The Garden of Words (which is known as Kotonoha no Niwa in Japan) is an anime film directed by Makoto Shinkai, and it was released to Japanese theaters on May 31, 2013. Sentai Filmworks holds the North American distribution rights to the film, and the company released it on home video in August 2013.

The Garden of Words
Directed by: Makoto Shinkai
Written by: Makoto Shinkai
Starring: Miyu Irino, Kana Hanazawa, and Fumi Hirano
Run Time: 46 minutes

The Garden of Words focuses on a 15-year-old high school boy named Takao, and he dreams of becoming a shoe designer. On rainy days, he will skip his morning classes and go to a garden in order to sketch shoes. One day when he goes, he sees an older woman who is sitting in the garden and she’s eating chocolate and drinking beer. From the way she’s dressed, he surmises that she must work as some kind of professional.
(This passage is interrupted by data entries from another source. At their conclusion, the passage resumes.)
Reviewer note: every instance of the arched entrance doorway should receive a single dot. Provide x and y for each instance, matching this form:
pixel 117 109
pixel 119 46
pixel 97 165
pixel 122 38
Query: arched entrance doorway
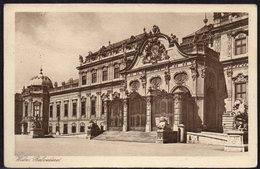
pixel 137 112
pixel 162 105
pixel 115 114
pixel 184 110
pixel 210 101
Every time he goes back to the garden after this, he keeps encountering her. They start to talk and strike up a friendship, and Takao decides that he wants to make a pair of shoes for her. Takao realizes that he’s falling in love with this older woman, but when he does, the rainy season is coming close to an end. Near the end of the film, we learn the truth about who the woman is and why she kept going to the garden.

To me, the strongest part of this film, and the part that stood out to me the most is the animation. The backgrounds in this piece are very lush, and at some points look almost realistic. I especially thought the scenes that focused on the rain also looked spectacular. The character designs also look nice, although there were times when I thought that Takao looked a little older than 15.

When it comes to the story itself, it utilized its roughly 50 minute runtime well. The story didn’t feel too rushed, and it didn’t feel like Shinkai was stretching any sections of the story out in order to lengthen the piece.

For the actual story, I will give Shinkai some credit for the fact that he presented an entire story, and that the film didn’t feel as if it abruptly ended. But in the long run, I didn’t think the story of The Garden of Words was quite as strong as the story of Children Who Chase Lost Voices. I also found myself not connecting with these characters as much as I hoped I would when I decided to watch this film. I found this to be especially true when a very emotional scene between Takao and the woman appears near the end of the film, and I wasn’t as moved by it as I normally would be when I see a scene like that.

I think fans of Shinkai and his works will enjoy and get a lot out of The Garden of Words. It’s not a bad film, especially for one that’s under an hour, but it just didn’t grab me like a film such as this normally would. In the end, what I personally enjoyed most about this film were the beautiful animation and the song used in the ending credits.

When it comes to the DVD release, Sentai Filmworks released The Garden of Words as a two-disc set. The first disc includes the film, Japanese commentary on the film, English commentary on the film, and trailers for the properties that Sentai was promoting at the time this DVD was released.

The second disc includes four bonus features. The first is “Interviews,” which runs for almost 53 minutes. This feature includes interviews with the Japanese voice actor for Takao, the Japanese voice actress for the older woman, and Makoto Shinkai. Over the course of this feature, they talk about the characters in the film, how Shinkai cast the voices, recording in the studio, about some of the lines in the film, working with Shinkai, about the ending song and the music in the film, and about the setting of the film. This is a pretty standard interview feature for a Makoto Shinkai work. However, there are times during this feature where you can see jump cuts in the middle of someone’s response. I suspect that whoever compiled the interviews together wanted to cut something out.

The second feature is labeled as “Storyboards,” and this is a storyboard version of the film. “English Production Skills” is five minutes in length, and it contains photos from the recording session for the English dub. There’s no audio for this feature, just text that’s placed on the screen with the photos.

“Japanese Trailer” includes two Japanese trailers for The Garden of Words. One is one minute in length, the other is about a minute and a half. The trailers have Japanese audio with English subtitles. The final extra is “The Works of Makoto Shinkai,” and this runs for nine minutes. These are previews combined with text screens for each work. Included in this feature are Voices of a Distant Star, The Place Promised in Our Early Days, 5 cm per Second, Children Who Chase Lost Voices, and The Garden of Words.

Personally, I can only truly recommend this DVD release to fans of Shinkai’s work who want to have all of his works in their anime home video collection.